Un dernier verre avant la guerre

C'est aussi côté gameplay que Max Payne a marqué les esprits. On pouvait faire "comme dans Matrix", disait-on à l'époque, même si au fond ce n'est pas tout à fait vrai. En gros la recette désormais connue de Max Payne ce sont des gunfights très hollywoodiens où on saute sur le côté au ralenti en flinguant au petit bonheur la chance. La. Classe. Très répétitif mais pas forcément lassant pour autant, le jeu se renouvelle en proposant de temps à autres des situations inédites (comme lorsqu'on se retrouvera sans arme), et des configurations de lieu souvent différentes. De nombreuses situations sont mises en scène (des méchants qui discutent, la plupart du temps), ce qui renforce la crédibilité de l'univers. Reste des cauchemars assez pénibles qui tiennent du numéro d'équilibriste avec une jouabilité des plus approximatives.
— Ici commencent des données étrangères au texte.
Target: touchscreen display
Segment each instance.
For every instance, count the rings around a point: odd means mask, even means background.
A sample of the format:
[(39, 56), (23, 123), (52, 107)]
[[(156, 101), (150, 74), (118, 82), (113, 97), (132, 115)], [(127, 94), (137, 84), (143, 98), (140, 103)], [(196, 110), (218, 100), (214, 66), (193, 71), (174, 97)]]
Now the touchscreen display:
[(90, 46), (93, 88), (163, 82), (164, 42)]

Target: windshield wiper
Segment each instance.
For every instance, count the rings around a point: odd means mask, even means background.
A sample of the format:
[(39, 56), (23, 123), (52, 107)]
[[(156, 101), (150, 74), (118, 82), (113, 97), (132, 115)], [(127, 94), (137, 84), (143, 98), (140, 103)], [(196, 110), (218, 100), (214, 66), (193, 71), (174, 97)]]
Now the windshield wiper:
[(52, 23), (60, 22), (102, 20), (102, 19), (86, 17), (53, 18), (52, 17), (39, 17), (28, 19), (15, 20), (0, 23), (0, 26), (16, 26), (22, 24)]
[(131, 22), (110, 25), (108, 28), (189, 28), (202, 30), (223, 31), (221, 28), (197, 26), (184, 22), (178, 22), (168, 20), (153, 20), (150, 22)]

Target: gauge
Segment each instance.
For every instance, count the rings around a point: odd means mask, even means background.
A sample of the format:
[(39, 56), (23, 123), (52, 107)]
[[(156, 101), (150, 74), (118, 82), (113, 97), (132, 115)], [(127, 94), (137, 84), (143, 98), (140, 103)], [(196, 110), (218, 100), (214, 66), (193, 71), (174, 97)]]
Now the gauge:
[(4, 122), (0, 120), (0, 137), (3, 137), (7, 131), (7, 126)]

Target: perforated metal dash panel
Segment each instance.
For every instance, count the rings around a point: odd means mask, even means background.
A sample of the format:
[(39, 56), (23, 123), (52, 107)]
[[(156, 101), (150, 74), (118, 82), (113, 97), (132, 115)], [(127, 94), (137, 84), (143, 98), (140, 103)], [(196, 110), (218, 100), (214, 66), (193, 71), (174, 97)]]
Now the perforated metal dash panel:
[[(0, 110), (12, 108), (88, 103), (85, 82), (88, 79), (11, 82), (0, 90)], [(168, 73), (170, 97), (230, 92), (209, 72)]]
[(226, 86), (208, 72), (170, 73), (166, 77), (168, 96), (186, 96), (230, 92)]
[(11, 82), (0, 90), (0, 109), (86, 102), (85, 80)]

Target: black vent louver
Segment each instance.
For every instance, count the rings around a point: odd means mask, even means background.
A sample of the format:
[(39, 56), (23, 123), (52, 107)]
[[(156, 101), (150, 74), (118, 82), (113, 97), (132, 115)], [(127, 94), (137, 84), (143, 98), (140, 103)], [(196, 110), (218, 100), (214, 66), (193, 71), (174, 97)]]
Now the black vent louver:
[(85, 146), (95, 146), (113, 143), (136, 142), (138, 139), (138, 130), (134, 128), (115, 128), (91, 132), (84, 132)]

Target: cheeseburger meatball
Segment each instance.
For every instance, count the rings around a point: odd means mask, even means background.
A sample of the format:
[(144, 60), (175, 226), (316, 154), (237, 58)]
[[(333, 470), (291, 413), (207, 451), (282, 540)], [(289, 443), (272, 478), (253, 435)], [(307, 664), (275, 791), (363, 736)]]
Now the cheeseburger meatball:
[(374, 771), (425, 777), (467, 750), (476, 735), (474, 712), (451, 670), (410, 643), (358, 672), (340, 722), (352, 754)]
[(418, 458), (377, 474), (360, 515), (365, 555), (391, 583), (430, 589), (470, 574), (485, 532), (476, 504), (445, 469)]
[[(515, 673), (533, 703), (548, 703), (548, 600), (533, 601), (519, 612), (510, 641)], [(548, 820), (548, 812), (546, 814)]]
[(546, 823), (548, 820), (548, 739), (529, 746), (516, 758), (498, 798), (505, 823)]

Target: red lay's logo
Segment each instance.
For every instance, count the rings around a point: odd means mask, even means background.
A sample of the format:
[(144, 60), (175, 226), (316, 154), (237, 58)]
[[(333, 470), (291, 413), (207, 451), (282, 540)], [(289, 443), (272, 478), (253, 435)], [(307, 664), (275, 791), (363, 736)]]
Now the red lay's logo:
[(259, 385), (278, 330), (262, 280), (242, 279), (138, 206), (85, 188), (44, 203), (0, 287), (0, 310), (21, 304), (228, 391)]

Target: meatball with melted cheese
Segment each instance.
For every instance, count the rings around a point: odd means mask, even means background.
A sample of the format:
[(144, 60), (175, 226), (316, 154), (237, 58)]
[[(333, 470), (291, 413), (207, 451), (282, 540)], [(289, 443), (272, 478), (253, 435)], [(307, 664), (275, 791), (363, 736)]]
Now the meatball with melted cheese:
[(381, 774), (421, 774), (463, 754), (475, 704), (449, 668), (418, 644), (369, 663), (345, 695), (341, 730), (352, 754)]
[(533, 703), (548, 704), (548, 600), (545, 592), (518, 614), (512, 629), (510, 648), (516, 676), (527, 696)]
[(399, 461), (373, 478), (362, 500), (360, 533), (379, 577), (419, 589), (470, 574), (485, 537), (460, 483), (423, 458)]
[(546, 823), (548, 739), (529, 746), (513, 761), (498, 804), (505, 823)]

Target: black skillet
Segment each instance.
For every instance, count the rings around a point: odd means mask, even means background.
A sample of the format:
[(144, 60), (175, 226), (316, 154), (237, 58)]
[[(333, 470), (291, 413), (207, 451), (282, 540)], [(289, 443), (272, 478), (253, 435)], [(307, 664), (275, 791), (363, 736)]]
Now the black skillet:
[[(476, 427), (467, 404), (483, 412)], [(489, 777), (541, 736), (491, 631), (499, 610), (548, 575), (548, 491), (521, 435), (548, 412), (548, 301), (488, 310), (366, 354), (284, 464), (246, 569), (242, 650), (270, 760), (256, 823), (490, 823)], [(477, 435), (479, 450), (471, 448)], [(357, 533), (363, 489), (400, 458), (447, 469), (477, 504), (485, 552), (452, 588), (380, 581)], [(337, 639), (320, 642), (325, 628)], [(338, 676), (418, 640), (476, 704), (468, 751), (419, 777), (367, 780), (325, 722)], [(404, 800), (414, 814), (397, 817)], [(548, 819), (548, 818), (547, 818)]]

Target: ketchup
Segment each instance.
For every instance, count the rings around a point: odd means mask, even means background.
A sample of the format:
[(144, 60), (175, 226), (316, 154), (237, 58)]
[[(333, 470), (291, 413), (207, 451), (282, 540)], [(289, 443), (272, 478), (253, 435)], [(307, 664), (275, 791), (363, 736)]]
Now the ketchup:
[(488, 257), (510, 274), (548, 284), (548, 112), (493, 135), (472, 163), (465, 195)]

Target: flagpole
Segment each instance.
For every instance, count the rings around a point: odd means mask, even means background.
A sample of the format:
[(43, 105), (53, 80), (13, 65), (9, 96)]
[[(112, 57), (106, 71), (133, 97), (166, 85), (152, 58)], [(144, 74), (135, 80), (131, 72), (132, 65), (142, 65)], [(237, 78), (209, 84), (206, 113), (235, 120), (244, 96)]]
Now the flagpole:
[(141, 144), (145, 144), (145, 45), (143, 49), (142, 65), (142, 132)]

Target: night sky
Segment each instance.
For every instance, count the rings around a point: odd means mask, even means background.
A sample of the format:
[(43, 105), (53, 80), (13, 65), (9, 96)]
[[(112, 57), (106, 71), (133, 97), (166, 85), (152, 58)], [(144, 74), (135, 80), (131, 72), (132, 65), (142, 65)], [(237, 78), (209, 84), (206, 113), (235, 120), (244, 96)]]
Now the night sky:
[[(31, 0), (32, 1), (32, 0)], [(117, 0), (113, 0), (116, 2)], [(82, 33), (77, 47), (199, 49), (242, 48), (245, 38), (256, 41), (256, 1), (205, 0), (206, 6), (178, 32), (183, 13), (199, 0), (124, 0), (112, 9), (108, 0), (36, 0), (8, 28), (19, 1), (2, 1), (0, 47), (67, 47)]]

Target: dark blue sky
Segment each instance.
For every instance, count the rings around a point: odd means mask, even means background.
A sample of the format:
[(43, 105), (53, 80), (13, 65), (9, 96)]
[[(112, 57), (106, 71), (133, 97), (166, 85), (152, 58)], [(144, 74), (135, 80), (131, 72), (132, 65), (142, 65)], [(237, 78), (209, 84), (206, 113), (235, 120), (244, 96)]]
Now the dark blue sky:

Ce gameplay n'est pas vraiment profond mais il est agréable. Le plaisir vient d'un mélange de classe visuelle et de tension pure lorsqu'on voit passer au ralenti des balles autour de notre héros. On joue et on admire en même temps ce que nous sommes en train d'accomplir, contrairement à des Batman AA ou des Ezio qui jouent à notre place.

Sacré

Max Payne, c'est un jeu avec du caractère, autant visuellement qu'au niveau du gameplay. Pas forcément un grand jeu, mais tout de même un des rares qui a su imposer un héros de type réaliste et lui donner du charisme malgré (ou grâce à ?) une tronche rigolote. Novateur sur bien des points, c'est aussi un jeu où le scénario et le gameplay sont intimement liés. Un jeu fait avec un tel amour que même les solutions de secours (comme le recours à la BD) sont devenues ses traits identitaires. Un classique, quoi.